Tomorrow: Tadanobu Asano in VENGEANCE CAN WAIT

The Golden Rock - 2010 HKAFF Day 3 Edition

The second consecutive day of three films sadly didn’t match the previous day’s stuff, but some interesting stuff nevertheless.

The Time To Live The Time To Die (Taiwan, 1986, director: Hou Hsiao-Hsien) - Hou Hsiao-Hsien’s autobiographical film about his childhood is slow, ponderous, and lack a clear story. It is 138 minutes connected by moments, and some of them are quite good. Like I tweeted in August about several Iranian films, this is a film that I can admire, but can never truly like.
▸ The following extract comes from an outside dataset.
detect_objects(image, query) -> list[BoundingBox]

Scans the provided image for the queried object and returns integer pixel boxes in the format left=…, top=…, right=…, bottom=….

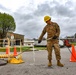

Let the Wind Carry Me (Hong Kong/Taiwan, 2009, directed by Chiang Hsiu-chiung and Kwan Pun-leung) - This documentary about this year’s retrospective focus Mark Lee Ping-Bing is a fascinating look into a more normal cinematographer (Wong Kar Wai’s comparison of Lee and Christopher Doyle is spot on). However, it feels like it’s strictly for film buffs, with interesting tidbits about Lee’s technique. Still, strictly for film buffs and aspiring filmmakers only.

My Ex-Wife’s Wedding (China/South Korea/Hong Kong, 2010, director: Lee Kung-Lok) - Fun commercial fluff has a strong MTV style, a very polished look, plenty of expensive stuff, and an Aloys Chen Kun mugging it up as a comedic lead. There are plenty of things that this sometimes ridiculous romantic comedy, but it manages to make itself likeable all the same. The surprisingly honest Q&A with producer Daniel Yu and writer Szeto Kam-Yuen helped make me like the film better as well. Nothing special, but nothing too embarrassing, either.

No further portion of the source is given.